Representing Finland

Men's mountain bike orienteering

World Championships

European Championships

= Mika Tervala =

Mika Tervala is a Finnish mountain bike orienteering competitor, World Champion and European Champion. He won individual gold medals at the 2002, 2006 and 2007 World Championships, and a gold medal in the relay in 2004, 2005 and 2006. Mika coaches the Finnish national mountain bike orienteering teams since spring 2008.

==Early sports career==
Tervala started his sports career with biathlon. He competed in biathlon until 1993, when he switched to ski orienteering.
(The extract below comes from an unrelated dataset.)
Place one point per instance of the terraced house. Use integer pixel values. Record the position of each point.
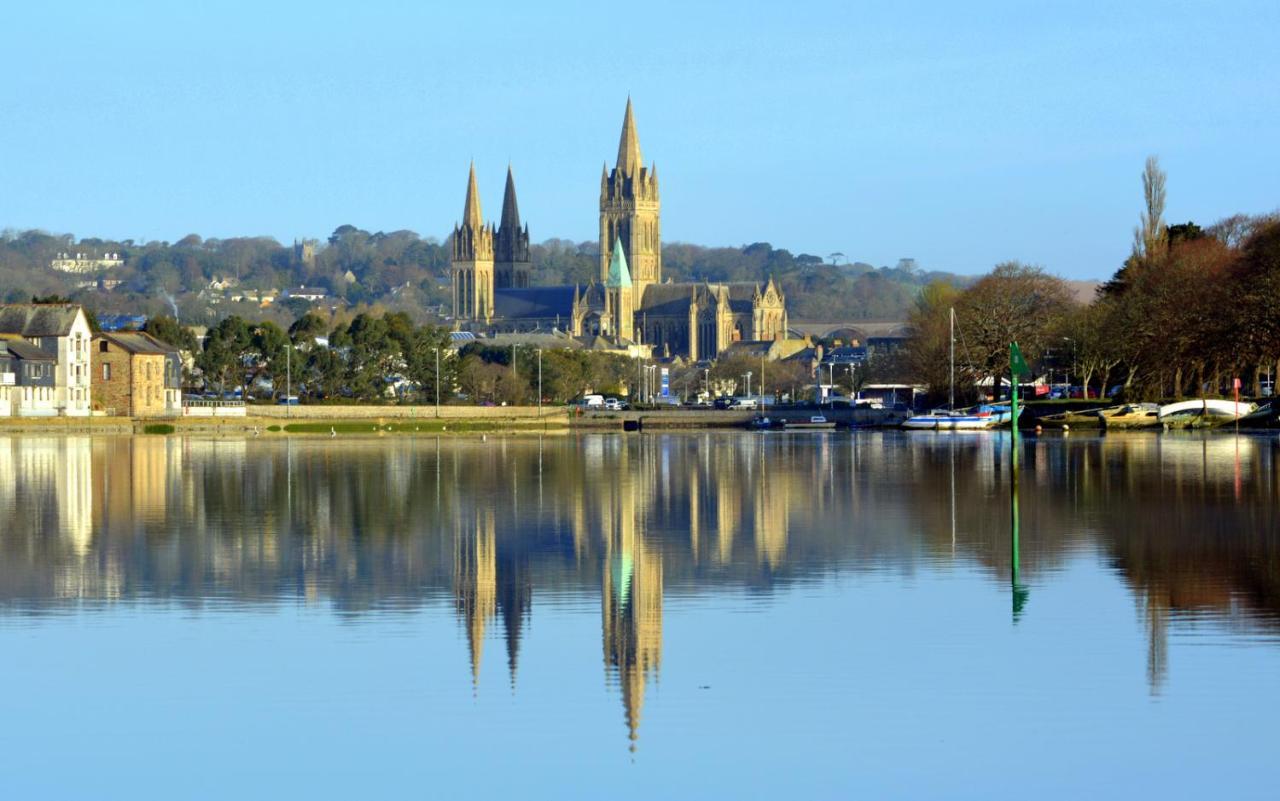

==Mountain bike orienteering==
===2002-2005===
After his ski orienteering period Tervala experienced several successful years in mountain bike orienteering. He competed at the very first World Championships, in Fontainebleau in 2002, where he won a gold medal in the sprint, placed ninth in the long distance, and earned a bronze medal in the relay with the Finnish team. At the 2004 World Championships in Ballarat he placed sixth in the middle distance, won a silver medal in the long distance, and a gold medal in the relay together with Timo Sarkkinen and Jussi Mäkilä. He won a bronze medal in the middle distance at the 2005 World Championships in Banská Bystrica, and the Finnish team won the gold medal in the relay with the same team as in 2004 (Tervala, Timo Sarkkinen, Jussi Mäkilä).

===2006-2008===
In 2006 the World Championships were held in Joensuu in Finland. Tervala won a silver medal in the middle distance, and gold medals in the long distance and in the relay (with Jussi Mäkilä and Tuomo Tompuri). At the European Championships in Warsaw in August–September 2006, Tervala won gold medals in the long distance and in the relay, and a silver medal in the middle distance. At the European Championships in Castelfiorentino 2007 Tervala won gold medals in both the long distance and the middle distance. The 2007 World Championships were held in Nové Město na Moravě in August. Tervala placed fifth in the sprint distance and won a gold medal in the middle distance, while the Finnish relay team placed fifth. He also participated at the 2008 World Championships in Ostróda, where he placed sixth in the relay with the Finnish team.